Dans une période de concurrence exacerbée entre les chaînes et entre les groupes, et de diminution des recettes commerciales des chaînes historiques, le genre a trop d’attraits dérivés pour subir de véritables restrictions. Les accusations de voyeurisme ou de sadisme restent de peu de poids face à celui des régies publicitaires et des besoins de financement.

Paradoxe d’une production industrielle qui s’appuie sur les caractéristiques de la modernité avancée, le développement de l’intimité, et l’exploite jusqu’à la détruire. Car une intimité dévoilée, exhibée, devant plusieurs millions de téléspectateurs n’en est plus une.

Dans cette course à l’audience, les risques sont globaux. Ils concernent aussi le fonctionnement social qui repose non sur l’élimination des faibles et la trahison des proches mais sur la solidarité entre les bien-portants et les autres pour financer l’assurance-maladie, entre les générations pour financer les retraites, entre les chômeurs et les actifs, pour faire face aux risques de licenciement. En laissant prospérer des émissions qui exploitent les penchants individualistes de nos concitoyens pour obtenir la « célébrité » et la cagnotte (jusqu’à 300 000 euros pour Dilemme), nous risquons de payer cher l’éloignement de l’espace public médiatique vis-à-vis de l’idéal de l’État-providence.

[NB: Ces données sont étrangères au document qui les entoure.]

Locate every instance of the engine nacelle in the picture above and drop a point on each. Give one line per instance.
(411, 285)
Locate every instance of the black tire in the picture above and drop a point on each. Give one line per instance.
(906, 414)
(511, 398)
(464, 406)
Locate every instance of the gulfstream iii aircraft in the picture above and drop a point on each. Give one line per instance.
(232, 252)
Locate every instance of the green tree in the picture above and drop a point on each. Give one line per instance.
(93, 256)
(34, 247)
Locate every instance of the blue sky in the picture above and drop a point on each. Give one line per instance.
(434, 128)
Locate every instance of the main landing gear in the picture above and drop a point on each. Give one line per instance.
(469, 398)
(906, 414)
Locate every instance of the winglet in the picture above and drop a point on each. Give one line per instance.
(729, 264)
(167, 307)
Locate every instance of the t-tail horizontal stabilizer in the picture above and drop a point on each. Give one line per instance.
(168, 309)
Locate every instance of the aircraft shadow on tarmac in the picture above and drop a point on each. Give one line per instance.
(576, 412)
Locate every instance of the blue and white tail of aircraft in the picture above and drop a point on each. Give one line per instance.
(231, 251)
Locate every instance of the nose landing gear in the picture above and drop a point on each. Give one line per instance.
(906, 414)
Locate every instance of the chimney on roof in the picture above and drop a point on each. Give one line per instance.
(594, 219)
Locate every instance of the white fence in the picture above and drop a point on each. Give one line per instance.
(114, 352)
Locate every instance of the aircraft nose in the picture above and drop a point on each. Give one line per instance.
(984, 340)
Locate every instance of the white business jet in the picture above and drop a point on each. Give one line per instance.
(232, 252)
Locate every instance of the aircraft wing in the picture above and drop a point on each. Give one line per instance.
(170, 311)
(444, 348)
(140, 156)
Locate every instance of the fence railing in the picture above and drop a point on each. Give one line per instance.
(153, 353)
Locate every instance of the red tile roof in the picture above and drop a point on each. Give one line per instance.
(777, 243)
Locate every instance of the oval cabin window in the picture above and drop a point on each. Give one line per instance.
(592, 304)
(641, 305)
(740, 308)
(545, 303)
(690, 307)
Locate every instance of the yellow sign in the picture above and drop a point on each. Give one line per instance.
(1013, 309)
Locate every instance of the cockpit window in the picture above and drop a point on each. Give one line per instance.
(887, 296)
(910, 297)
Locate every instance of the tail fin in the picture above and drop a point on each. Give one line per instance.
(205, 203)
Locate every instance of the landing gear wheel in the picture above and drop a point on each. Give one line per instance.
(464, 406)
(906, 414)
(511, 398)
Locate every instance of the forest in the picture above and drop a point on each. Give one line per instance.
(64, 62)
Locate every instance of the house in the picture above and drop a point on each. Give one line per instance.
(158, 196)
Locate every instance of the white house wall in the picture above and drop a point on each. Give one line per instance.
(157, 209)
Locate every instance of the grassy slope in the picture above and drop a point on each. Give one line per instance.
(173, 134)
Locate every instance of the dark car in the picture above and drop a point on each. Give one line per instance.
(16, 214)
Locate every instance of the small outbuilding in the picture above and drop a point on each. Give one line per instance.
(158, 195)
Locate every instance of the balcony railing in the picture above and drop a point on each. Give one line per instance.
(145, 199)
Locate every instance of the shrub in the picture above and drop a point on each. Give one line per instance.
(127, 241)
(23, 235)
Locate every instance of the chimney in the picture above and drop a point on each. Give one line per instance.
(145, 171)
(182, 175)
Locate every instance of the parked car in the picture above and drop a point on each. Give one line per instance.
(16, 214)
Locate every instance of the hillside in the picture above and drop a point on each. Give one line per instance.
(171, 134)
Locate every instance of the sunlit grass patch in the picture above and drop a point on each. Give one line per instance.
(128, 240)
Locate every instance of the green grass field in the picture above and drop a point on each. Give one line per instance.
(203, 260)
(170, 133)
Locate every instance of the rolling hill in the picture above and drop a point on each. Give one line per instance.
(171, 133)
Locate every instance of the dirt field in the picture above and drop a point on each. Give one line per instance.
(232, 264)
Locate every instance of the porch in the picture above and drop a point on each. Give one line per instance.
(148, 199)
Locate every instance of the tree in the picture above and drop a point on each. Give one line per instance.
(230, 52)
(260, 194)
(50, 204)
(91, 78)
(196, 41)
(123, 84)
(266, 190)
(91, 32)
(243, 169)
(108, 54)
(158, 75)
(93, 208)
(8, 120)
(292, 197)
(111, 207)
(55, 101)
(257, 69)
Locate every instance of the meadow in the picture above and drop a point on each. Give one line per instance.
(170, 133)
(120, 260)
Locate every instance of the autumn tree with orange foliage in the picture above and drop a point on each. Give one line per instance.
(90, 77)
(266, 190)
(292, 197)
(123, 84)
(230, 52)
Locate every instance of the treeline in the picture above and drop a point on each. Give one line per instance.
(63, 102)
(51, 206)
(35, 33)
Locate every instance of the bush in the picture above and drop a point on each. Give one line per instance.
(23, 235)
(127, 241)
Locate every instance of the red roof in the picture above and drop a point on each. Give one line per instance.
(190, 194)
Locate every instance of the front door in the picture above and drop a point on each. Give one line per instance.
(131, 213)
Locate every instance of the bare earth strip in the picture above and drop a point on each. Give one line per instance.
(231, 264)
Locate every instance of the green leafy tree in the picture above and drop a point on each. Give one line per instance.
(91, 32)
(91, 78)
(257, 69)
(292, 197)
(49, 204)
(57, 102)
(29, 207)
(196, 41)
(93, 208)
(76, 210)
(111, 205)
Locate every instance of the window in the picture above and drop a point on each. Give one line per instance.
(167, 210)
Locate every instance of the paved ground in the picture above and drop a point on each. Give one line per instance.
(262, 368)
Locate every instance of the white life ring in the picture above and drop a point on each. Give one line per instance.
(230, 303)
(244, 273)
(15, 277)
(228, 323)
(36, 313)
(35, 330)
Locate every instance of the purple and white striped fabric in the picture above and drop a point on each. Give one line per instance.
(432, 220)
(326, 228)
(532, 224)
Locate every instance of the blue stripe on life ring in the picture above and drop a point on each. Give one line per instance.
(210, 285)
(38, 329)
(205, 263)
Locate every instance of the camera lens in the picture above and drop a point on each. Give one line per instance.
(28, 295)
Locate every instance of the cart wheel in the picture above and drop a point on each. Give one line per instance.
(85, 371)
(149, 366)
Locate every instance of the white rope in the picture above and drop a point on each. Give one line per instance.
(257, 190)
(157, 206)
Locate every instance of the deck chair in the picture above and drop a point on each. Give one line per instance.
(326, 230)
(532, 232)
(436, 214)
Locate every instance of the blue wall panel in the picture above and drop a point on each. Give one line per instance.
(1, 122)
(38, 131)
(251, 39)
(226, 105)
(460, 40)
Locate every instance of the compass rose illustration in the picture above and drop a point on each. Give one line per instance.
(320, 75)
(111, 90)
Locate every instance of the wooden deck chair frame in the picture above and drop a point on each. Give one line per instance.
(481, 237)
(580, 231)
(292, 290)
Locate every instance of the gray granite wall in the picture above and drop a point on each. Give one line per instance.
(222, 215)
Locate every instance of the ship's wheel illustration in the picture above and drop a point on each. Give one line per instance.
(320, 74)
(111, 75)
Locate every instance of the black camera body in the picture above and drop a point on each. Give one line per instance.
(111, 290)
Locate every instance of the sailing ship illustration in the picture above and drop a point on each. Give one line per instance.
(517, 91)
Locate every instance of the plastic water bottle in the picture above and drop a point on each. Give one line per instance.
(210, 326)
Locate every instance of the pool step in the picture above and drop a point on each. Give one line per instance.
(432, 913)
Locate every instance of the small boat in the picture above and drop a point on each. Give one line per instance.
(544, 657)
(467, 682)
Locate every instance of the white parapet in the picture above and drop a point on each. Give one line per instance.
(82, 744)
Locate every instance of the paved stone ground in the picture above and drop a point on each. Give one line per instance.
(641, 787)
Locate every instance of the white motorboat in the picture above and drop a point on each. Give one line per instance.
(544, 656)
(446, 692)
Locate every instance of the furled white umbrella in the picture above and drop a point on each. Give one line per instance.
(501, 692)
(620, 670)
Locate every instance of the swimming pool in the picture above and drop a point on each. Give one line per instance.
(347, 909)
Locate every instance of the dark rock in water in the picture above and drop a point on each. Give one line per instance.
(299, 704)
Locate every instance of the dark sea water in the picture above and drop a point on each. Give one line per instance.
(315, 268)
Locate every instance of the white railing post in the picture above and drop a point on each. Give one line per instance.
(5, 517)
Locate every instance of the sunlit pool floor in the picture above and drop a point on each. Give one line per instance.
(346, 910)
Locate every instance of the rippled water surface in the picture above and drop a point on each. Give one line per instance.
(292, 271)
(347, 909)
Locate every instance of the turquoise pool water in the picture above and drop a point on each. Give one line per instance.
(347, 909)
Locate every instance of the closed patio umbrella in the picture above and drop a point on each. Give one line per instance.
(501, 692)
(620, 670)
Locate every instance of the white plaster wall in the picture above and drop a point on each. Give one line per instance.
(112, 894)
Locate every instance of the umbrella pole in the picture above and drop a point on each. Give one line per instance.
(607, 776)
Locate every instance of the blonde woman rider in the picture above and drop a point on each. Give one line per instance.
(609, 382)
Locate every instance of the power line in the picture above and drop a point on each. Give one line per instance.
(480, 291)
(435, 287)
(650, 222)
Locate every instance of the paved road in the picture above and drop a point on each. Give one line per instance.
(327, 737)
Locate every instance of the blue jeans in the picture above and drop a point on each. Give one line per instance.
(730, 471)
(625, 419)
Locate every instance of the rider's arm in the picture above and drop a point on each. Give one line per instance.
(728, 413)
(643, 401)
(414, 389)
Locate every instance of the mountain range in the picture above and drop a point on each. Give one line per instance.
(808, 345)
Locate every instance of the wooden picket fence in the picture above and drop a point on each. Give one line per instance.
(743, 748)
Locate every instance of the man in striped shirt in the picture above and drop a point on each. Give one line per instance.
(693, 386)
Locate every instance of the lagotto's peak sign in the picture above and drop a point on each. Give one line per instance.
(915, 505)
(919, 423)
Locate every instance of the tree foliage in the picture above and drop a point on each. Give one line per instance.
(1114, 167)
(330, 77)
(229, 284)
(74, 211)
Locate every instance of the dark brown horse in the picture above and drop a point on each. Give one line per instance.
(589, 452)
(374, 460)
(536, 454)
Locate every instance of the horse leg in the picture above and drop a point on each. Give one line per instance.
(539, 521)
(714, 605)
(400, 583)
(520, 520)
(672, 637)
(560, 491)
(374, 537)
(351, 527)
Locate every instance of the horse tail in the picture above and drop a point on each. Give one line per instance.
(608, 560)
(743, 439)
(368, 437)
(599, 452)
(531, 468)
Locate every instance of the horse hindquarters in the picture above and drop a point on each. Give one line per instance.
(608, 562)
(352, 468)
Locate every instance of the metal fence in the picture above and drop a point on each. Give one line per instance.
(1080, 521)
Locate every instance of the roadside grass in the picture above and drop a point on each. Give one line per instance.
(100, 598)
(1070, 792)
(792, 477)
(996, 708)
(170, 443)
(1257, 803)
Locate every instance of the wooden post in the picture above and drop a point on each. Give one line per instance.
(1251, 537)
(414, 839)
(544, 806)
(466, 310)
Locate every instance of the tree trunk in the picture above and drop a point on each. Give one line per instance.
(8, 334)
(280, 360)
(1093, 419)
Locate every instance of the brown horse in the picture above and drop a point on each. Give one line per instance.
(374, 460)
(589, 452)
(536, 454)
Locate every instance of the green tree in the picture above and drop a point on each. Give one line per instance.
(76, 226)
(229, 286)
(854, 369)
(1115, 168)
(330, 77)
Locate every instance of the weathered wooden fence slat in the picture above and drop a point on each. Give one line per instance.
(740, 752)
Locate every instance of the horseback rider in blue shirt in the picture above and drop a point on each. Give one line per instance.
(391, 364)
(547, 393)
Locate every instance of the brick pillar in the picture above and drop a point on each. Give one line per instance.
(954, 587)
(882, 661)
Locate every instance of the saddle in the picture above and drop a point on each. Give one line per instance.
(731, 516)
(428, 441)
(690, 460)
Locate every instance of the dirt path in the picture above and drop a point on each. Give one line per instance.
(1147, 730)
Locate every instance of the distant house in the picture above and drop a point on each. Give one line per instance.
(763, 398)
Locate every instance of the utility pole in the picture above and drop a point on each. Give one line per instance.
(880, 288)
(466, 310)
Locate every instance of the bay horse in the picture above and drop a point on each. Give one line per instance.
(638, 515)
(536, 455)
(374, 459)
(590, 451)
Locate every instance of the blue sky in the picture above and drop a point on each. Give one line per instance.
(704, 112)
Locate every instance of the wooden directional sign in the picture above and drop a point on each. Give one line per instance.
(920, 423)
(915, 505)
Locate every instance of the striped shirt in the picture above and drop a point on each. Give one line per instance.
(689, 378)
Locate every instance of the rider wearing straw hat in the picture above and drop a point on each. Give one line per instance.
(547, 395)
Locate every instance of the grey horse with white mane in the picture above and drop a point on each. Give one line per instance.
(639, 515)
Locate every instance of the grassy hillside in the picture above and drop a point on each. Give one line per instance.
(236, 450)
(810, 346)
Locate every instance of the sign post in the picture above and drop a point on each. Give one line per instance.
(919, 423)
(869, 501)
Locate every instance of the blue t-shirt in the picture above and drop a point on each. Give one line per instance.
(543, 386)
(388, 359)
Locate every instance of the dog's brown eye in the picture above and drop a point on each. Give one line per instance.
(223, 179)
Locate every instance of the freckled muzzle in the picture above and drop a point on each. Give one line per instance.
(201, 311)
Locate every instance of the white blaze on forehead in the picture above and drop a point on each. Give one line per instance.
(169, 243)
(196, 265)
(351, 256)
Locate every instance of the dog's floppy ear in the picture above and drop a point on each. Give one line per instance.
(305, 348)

La destruction de l’intimité, le forçage des subjectivités par des épreuves toujours plus perverses rendent aussi plus complexe la transmission d’un modèle de délibération politique, qui repose sur le libre-arbitre et le respect des consciences. On déplore sur la scène politique la chute de la confiance dans les institutions. Or sans en exagérer le poids, ces émissions de divertissement constituent un environnement qui entraîne à la défiance généralisée et à la trahison des proches et des coéquipiers pour « survivre » et empocher la mise, une tentation plus irrésistible en période de crise. N’oublions pas que les préadolescents et les adolescents, fascinés par des comportements non normés, font partie des inconditionnels de ces émissions, sur la TNT comme ailleurs.